Security Council Resolution 1701, passed on August 11, 2006, which temporarily halted the violence, showed some promise but has been poorly enforced. After calling for an international force, member states, particularly those in Europe, were initially reluctant to commit significant numbers of troops and complained of the lack of a mandate for the force in the resolution they authored. Overall, the international community refused to fully acknowledge Israel s right to self defense in the face of an unprovoked attack by Hezbollah across an internationally recognized border.
The Security Council continued to serve as a forum for anti-Israel sentiment and speech in 2008. On April 23, 2008, the Libyan Deputy Ambassador, Ibrahim Dabbashi, compared tactics used by Israel to the Nazi efforts to exterminate the Jews. Significantly the ambassadors from Costa Rica, Belgium, the United States, Britain and France left the chamber in protest after the comments were made. Meanwhile, no member of the Council has used such strong language to condemn the atrocities in Sudan or Myanmar.

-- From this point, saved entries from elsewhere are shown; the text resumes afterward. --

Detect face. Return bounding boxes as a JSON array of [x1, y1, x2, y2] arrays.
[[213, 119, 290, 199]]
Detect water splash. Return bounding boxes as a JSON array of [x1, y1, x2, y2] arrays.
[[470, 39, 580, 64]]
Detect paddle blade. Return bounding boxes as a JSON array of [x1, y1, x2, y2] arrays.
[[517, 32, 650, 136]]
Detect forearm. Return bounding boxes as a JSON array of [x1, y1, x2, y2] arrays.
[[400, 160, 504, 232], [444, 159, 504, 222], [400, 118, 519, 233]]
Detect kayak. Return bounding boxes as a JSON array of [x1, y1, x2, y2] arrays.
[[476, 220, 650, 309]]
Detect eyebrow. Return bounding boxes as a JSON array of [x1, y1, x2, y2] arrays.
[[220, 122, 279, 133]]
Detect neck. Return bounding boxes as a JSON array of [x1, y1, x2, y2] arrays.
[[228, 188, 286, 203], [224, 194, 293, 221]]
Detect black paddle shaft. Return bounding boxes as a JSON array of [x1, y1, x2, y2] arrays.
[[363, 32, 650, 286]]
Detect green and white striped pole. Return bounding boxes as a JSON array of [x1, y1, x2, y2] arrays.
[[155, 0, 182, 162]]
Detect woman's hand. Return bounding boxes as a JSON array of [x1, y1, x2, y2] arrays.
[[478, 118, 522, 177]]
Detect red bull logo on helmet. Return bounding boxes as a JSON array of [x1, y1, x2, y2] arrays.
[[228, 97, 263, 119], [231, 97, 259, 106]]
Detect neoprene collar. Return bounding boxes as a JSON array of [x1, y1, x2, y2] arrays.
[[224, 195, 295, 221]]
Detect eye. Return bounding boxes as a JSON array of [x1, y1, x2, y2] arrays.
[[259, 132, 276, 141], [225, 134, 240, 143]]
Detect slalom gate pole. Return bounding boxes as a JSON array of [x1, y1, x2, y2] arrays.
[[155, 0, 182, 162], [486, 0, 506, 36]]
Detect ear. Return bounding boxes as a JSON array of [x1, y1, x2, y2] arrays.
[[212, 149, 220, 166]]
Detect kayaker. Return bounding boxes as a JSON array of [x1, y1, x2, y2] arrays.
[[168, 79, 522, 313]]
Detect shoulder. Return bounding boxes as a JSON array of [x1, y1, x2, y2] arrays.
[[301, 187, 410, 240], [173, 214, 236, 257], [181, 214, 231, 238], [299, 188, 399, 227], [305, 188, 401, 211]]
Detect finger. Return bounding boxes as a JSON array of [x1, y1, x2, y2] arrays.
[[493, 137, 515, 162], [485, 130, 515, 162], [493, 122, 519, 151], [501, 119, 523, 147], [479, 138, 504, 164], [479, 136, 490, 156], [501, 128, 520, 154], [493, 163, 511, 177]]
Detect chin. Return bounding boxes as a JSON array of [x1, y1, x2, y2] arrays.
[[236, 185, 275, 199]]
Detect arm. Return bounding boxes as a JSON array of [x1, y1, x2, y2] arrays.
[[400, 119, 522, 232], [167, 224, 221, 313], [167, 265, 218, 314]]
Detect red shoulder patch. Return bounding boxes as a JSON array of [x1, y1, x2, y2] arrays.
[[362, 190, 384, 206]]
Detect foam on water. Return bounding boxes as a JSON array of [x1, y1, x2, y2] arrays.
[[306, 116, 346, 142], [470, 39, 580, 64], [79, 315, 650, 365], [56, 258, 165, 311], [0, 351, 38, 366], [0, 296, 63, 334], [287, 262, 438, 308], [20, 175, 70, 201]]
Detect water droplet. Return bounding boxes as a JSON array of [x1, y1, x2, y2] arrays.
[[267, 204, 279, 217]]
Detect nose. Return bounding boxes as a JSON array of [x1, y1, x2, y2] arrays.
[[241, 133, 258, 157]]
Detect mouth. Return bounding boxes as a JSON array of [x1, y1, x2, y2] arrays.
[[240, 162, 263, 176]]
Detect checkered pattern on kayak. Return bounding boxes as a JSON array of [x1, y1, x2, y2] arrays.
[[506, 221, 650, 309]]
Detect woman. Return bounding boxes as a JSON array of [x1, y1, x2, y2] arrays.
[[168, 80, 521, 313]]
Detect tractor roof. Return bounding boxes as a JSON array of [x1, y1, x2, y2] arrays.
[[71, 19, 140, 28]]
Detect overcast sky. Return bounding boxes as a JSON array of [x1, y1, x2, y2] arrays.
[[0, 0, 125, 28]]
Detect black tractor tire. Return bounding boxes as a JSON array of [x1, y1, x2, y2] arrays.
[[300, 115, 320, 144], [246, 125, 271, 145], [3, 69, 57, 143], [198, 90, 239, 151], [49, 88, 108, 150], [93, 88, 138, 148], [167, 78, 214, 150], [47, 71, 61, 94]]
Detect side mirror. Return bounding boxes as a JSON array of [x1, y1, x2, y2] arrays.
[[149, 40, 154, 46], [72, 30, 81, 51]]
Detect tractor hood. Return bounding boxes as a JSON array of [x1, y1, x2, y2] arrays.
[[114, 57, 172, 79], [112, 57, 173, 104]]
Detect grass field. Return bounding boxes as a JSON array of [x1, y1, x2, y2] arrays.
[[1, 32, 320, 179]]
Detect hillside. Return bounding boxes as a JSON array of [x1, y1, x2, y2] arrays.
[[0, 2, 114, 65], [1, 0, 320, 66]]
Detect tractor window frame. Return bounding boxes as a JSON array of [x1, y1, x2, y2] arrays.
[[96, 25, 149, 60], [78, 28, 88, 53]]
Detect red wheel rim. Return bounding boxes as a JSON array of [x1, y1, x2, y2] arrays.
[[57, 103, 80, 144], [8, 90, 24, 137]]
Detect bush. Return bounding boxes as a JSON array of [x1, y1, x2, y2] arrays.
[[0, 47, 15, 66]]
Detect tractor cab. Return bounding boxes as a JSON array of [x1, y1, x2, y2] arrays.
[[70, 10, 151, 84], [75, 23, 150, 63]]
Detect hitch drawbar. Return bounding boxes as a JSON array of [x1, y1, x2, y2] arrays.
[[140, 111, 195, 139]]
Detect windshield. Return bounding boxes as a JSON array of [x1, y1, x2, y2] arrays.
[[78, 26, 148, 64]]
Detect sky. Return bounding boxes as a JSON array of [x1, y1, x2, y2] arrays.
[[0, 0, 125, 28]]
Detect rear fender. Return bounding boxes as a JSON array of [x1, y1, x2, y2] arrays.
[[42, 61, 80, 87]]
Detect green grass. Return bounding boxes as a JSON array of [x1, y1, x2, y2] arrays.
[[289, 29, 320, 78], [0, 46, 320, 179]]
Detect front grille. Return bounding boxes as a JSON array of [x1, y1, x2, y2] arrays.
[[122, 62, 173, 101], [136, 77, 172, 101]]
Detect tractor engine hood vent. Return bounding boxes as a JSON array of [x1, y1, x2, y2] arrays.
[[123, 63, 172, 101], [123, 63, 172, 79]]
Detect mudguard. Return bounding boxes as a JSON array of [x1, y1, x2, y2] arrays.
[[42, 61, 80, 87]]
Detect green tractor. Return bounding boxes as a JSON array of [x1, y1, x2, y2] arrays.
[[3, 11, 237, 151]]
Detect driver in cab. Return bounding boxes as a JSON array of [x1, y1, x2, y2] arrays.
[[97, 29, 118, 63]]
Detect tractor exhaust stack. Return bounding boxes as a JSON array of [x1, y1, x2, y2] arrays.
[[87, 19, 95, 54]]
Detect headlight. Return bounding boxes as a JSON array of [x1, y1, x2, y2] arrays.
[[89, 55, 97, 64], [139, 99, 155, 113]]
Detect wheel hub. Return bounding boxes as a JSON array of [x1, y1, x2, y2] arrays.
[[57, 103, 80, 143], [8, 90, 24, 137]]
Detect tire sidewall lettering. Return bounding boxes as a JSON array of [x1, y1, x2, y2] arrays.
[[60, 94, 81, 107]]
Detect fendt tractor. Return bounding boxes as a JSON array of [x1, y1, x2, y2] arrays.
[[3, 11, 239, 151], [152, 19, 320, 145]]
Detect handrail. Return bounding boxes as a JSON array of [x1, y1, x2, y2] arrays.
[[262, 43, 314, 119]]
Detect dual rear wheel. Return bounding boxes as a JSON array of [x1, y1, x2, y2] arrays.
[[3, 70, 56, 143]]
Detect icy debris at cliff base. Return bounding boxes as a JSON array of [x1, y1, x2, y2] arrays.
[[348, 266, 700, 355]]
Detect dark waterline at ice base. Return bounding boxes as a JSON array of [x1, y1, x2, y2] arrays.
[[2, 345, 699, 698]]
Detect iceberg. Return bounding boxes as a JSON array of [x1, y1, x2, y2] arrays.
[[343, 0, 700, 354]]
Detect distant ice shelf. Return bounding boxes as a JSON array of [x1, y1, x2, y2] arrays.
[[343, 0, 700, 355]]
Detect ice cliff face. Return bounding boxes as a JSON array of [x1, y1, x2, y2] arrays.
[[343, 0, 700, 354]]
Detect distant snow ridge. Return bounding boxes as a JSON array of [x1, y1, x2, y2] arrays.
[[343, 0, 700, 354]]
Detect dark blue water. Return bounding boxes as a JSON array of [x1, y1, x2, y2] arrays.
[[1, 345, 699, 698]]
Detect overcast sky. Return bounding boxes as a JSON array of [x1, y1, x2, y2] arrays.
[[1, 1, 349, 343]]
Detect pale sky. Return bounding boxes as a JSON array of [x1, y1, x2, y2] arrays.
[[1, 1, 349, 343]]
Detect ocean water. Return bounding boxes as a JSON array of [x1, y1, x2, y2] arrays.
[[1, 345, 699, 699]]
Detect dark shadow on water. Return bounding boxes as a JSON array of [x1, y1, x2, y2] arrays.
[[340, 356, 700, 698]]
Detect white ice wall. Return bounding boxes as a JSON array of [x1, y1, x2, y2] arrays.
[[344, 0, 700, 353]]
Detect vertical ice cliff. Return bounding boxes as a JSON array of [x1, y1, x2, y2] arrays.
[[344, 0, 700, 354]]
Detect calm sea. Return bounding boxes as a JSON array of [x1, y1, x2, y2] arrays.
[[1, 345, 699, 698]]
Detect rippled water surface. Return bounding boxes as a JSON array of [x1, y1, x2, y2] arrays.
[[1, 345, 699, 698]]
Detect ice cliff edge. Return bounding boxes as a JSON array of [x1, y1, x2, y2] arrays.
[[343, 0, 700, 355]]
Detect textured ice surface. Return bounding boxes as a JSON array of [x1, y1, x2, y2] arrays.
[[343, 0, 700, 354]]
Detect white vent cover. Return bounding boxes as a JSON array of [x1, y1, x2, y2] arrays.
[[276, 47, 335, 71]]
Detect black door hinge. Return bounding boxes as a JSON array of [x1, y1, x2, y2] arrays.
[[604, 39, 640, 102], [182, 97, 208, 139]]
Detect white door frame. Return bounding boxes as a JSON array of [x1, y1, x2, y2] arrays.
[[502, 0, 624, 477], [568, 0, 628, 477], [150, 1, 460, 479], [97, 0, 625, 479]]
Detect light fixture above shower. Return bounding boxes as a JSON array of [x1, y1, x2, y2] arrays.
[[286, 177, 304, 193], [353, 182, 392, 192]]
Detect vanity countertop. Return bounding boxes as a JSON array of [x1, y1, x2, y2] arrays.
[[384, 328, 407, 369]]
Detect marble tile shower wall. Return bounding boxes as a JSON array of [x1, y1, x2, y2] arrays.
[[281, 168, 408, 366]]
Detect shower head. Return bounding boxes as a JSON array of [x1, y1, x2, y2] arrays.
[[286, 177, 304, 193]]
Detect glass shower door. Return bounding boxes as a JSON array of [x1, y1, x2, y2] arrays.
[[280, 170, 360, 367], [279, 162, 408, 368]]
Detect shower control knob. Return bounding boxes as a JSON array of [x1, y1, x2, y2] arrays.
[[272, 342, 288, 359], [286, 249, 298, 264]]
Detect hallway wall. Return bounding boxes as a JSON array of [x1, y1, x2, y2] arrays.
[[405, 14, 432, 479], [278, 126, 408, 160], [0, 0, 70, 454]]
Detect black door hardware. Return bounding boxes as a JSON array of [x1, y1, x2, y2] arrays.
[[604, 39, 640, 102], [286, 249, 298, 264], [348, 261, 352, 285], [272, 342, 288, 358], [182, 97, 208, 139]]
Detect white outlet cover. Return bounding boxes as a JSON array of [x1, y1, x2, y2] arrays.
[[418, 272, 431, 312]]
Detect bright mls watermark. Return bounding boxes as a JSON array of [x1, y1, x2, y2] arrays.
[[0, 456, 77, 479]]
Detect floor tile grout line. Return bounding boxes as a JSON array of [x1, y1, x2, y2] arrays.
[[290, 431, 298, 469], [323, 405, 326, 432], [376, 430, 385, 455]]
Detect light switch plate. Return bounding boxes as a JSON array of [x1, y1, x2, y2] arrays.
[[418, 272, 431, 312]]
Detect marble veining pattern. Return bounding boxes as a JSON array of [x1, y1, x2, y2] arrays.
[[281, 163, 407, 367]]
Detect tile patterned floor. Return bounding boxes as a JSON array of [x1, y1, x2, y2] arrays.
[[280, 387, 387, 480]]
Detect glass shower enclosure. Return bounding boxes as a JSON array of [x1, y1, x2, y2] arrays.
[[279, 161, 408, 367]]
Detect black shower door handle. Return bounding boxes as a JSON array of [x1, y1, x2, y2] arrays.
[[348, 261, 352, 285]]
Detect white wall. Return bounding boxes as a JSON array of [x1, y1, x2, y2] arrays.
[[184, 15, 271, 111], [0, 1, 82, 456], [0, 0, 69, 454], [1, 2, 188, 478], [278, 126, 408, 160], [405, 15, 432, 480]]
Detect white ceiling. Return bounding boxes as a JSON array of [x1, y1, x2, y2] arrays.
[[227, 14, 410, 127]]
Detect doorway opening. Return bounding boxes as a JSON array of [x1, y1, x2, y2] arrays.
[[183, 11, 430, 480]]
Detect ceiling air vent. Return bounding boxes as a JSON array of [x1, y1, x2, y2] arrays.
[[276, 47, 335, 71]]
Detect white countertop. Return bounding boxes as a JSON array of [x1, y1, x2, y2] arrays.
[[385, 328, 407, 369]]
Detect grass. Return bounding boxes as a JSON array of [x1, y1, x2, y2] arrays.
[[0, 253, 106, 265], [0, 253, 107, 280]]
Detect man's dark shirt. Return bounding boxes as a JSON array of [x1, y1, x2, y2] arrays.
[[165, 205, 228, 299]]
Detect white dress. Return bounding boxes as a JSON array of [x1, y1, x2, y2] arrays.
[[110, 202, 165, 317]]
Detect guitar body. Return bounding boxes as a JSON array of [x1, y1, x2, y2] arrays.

Furthermore, in the second of its three special sessions, the HRC adopted a resolution condemning Israel s military actions in Lebanon. The resolution said nothing of Hezbollah s unprovoked attacks on Israel, use of human shields, and blatant violation of Security Council Resolution 1559, which calls for the group s disarmament. The resolution was sponsored by a group of Arab states and passed by a vote of 27-11 with 8 abstentions. Algeria, Argentina, Azerbaijan, Bahrain, Bangladesh, Brazil, China, Cuba, Ecuador, India, Indonesia, Jordan, Malaysia, Mali, Mauritius, Mexico, Morocco, Pakistan, Peru, Russian Federation, Saudi Arabia, Senegal, South Africa, Sri Lanka, Tunisia, Uruguay, and Zambia voted for the resolution, while Canada, Czech Republic, Finland, France, Germany, Japan, Netherlands, Poland, Romania, Ukraine, and the United Kingdom of Great Britain and Northern Ireland voted against it.